In the study, 58 percent (26/45) of patients had a treatment-related adverse event greater than or equal to Grade 3: increase in lipase (18 percent; 8/45), rash (13 percent; 6/45), hyperglycemia (13 percent; 6/45) and peripheral neuropathy (4 percent; 2/45); these rates were similar to those observed with PADCEV monotherapy.3 Eighteen percent (8/45) of patients had treatment-related immune-mediated adverse events of clinical interest greater than or equal to Grade 3 that required the use of systemic steroids (arthralgia, dermatitis bullous, pneumonitis, lipase increased, rash erythematous, rash maculo-papular, tubulointerstitial nephritis, myasthenia gravis). None of the adverse events of clinical interest were Grade 5 events. Six patients (13 percent) discontinued treatment due to treatment-related adverse events, most commonly peripheral sensory neuropathy. As previously reported, there was one death deemed to be treatment-related by the investigator attributed to multiple organ dysfunction syndrome.

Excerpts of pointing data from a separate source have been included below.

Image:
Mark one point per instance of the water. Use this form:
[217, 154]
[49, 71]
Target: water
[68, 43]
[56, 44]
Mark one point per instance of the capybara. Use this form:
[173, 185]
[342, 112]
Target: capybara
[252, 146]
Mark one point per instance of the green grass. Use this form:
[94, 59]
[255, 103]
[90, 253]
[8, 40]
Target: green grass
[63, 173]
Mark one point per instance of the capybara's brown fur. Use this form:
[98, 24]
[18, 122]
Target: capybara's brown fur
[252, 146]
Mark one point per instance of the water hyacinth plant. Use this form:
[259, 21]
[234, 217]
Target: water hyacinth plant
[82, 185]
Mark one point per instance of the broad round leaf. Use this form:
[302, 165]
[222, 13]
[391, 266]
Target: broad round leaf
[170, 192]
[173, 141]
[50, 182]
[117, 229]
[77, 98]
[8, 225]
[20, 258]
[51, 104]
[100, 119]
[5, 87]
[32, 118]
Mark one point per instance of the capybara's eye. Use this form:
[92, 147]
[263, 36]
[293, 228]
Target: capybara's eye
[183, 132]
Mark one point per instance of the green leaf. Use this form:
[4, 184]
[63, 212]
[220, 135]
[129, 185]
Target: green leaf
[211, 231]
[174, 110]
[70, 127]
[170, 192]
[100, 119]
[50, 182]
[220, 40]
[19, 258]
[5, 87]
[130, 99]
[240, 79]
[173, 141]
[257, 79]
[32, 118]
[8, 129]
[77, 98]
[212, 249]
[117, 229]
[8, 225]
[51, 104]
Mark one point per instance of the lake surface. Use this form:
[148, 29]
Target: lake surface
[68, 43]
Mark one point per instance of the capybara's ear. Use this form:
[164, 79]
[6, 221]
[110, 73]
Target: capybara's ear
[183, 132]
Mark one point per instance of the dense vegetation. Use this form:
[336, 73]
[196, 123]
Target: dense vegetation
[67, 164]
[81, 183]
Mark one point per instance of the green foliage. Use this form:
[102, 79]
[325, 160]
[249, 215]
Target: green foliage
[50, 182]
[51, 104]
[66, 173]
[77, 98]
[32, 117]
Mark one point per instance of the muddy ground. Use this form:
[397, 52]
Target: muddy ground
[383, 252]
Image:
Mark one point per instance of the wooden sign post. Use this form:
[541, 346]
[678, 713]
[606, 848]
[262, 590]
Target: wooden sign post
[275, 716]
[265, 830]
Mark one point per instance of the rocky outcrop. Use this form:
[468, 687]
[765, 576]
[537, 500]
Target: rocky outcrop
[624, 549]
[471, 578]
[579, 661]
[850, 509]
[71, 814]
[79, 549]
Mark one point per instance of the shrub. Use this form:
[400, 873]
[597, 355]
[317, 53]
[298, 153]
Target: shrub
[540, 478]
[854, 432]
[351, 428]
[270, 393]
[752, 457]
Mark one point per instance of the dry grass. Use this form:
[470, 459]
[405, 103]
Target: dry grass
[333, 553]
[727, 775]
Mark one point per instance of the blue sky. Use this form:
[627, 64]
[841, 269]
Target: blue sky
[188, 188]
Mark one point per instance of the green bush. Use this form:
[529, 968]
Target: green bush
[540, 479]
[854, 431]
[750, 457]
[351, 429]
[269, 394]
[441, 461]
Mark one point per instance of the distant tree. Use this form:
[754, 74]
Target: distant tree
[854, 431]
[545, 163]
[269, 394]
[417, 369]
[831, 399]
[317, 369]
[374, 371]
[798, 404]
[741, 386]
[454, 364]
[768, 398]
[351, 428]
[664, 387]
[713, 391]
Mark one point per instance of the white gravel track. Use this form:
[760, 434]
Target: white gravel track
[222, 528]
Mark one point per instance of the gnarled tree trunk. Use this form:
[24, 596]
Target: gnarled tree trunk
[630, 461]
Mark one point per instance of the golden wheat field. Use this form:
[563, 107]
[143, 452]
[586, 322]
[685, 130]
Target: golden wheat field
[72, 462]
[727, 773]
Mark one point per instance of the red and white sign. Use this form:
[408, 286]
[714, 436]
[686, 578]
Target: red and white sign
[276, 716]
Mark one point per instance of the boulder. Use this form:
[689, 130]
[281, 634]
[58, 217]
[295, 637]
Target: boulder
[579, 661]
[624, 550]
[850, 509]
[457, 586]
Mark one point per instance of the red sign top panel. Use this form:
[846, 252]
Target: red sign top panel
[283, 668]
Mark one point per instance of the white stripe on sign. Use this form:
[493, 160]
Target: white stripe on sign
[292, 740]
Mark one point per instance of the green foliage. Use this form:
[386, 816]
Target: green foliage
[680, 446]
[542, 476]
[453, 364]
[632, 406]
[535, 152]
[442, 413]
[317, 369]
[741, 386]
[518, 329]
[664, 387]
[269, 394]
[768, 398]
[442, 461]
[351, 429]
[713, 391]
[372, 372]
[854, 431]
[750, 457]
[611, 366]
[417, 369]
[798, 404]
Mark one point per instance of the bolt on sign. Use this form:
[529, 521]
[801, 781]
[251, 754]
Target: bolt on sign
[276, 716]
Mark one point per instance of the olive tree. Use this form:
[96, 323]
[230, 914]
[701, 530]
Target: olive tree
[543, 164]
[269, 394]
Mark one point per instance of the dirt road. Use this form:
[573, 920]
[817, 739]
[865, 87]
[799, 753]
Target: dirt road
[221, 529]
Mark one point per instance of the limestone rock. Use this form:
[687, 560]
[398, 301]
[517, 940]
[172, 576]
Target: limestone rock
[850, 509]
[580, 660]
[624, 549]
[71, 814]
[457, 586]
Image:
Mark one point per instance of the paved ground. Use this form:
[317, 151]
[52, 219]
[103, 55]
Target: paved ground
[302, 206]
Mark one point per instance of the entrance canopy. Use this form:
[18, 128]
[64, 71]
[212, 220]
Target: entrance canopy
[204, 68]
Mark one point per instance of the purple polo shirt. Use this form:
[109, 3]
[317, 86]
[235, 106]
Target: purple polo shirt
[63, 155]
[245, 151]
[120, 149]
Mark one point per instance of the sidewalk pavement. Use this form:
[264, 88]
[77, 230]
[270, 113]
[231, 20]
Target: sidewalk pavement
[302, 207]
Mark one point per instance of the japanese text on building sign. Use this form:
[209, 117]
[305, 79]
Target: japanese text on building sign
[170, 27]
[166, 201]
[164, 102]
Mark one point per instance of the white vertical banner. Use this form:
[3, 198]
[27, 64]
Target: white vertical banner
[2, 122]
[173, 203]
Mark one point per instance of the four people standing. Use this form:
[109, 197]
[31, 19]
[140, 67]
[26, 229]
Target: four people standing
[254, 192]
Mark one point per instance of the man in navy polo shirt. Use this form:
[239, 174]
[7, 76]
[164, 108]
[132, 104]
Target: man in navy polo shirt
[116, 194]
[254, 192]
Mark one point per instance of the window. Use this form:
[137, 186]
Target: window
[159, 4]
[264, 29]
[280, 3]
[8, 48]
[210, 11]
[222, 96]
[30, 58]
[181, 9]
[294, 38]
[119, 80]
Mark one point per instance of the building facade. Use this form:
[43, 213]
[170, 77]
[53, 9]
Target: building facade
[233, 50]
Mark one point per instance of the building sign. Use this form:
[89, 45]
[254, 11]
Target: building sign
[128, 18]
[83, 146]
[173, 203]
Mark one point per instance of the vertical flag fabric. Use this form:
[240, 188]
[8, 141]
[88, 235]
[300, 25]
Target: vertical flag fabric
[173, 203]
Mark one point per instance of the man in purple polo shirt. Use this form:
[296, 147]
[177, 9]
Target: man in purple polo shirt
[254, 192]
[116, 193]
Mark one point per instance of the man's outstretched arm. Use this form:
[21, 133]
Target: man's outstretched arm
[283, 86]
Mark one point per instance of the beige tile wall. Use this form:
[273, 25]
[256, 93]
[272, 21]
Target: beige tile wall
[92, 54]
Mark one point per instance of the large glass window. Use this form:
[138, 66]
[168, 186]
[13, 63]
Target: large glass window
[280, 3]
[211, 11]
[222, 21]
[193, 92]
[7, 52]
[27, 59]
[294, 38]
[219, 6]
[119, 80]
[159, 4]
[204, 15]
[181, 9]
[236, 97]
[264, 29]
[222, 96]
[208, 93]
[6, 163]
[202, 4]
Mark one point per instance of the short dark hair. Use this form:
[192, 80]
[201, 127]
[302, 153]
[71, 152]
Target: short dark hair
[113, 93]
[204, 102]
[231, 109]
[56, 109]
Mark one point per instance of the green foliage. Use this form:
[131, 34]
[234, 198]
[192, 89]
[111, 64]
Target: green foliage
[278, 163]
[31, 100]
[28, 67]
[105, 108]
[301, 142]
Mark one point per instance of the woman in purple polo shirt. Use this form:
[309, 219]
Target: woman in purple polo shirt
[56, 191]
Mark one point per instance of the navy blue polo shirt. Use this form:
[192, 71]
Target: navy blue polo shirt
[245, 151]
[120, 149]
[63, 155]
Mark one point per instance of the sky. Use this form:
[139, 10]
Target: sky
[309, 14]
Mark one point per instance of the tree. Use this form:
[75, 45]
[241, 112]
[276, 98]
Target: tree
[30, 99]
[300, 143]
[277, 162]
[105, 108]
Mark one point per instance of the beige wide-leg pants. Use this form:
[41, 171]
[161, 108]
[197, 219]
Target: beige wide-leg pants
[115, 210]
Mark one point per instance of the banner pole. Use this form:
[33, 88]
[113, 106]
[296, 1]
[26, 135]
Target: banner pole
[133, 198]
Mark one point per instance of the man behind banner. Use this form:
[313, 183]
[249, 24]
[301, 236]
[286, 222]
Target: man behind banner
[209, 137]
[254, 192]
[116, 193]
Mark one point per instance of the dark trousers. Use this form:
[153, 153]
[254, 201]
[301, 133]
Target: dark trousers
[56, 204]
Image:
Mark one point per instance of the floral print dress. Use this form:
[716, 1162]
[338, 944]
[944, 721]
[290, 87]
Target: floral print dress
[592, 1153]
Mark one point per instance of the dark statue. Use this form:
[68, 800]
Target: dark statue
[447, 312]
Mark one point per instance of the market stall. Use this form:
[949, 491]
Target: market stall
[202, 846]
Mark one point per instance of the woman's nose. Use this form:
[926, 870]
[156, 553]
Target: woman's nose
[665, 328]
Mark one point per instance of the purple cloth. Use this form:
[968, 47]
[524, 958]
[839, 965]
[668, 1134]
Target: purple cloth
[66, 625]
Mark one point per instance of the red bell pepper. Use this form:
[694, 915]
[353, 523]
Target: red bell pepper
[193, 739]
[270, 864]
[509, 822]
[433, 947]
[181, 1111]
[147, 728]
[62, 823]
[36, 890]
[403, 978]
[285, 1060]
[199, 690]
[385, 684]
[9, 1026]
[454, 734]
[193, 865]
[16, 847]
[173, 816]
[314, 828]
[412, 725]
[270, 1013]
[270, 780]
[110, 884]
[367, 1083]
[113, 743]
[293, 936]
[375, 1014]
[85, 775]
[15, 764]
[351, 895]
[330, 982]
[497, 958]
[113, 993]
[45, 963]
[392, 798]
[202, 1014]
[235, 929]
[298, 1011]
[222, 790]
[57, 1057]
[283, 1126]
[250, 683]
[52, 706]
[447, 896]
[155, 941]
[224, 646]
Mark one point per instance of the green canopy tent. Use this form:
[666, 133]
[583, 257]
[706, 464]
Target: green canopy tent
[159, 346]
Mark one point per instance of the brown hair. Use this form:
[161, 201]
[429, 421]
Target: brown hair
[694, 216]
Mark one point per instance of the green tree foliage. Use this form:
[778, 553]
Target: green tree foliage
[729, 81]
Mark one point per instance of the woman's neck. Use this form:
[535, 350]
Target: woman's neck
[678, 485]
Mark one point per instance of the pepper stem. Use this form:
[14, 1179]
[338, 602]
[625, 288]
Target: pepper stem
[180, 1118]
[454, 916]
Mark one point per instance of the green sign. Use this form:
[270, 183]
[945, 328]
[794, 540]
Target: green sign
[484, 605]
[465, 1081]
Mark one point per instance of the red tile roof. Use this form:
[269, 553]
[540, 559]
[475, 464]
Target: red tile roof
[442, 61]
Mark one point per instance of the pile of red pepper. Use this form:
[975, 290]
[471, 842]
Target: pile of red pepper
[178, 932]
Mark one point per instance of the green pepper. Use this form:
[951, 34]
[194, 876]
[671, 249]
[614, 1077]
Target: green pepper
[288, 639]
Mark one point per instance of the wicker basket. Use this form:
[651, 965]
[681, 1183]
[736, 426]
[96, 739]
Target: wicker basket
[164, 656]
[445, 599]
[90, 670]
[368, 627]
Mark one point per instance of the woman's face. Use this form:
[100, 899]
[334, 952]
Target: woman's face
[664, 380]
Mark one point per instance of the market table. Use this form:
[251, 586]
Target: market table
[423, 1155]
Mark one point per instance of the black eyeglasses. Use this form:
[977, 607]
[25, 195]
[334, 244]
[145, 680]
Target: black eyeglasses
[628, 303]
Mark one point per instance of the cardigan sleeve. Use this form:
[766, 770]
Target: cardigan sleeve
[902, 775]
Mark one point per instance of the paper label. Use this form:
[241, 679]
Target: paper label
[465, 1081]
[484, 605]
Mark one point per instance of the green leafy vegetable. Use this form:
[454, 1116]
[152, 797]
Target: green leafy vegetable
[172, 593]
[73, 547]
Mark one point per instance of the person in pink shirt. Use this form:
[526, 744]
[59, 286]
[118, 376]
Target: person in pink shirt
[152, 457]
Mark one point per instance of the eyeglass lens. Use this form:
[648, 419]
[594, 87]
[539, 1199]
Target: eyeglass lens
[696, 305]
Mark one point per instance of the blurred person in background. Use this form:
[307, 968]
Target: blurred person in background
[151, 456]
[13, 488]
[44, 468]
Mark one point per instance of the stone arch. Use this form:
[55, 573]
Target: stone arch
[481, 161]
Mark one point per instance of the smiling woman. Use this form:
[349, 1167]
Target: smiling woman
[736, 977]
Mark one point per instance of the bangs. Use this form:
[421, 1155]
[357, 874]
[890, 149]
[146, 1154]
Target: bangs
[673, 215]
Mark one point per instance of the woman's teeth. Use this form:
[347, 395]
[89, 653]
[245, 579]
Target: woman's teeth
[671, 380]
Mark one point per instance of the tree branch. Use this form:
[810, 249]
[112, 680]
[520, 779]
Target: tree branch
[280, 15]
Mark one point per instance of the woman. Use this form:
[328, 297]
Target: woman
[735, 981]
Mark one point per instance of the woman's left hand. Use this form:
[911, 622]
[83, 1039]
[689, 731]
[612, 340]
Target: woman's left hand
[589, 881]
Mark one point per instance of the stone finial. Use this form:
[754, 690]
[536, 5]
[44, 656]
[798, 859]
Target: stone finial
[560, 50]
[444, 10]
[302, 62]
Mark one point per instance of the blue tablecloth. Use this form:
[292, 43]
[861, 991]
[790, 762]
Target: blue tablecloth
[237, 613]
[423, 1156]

The data demonstrated the combination of PADCEV plus pembrolizumab shrank tumors in the majority of patients, resulting in a confirmed objective response rate (ORR) of 73.3 percent (33/45; 95% Confidence Interval (CI): 58.1, 85.4) after a median follow-up of 11.5 months (range, 0.7 to 19.2). Responses included 15.6 percent (7/45) of patients who had a complete response (CR) and 57.8 percent (26/45) of patients who had a partial response. Median duration of response has not yet been reached (range 1.2 to 12.9+ months). Eighteen (55%) of 33 responses were ongoing at the time of analysis, with 83.9% of responses lasting at least six months and 53.7% of responses lasting at least 12 months (Kaplan-Meier estimate). The median progression-free survival was 12.3 months (95% CI: 7.98,-) and the 12-month overall survival (OS) rate was 81.6 percent (95% CI: 62 to 91.8 percent); median OS has not been reached.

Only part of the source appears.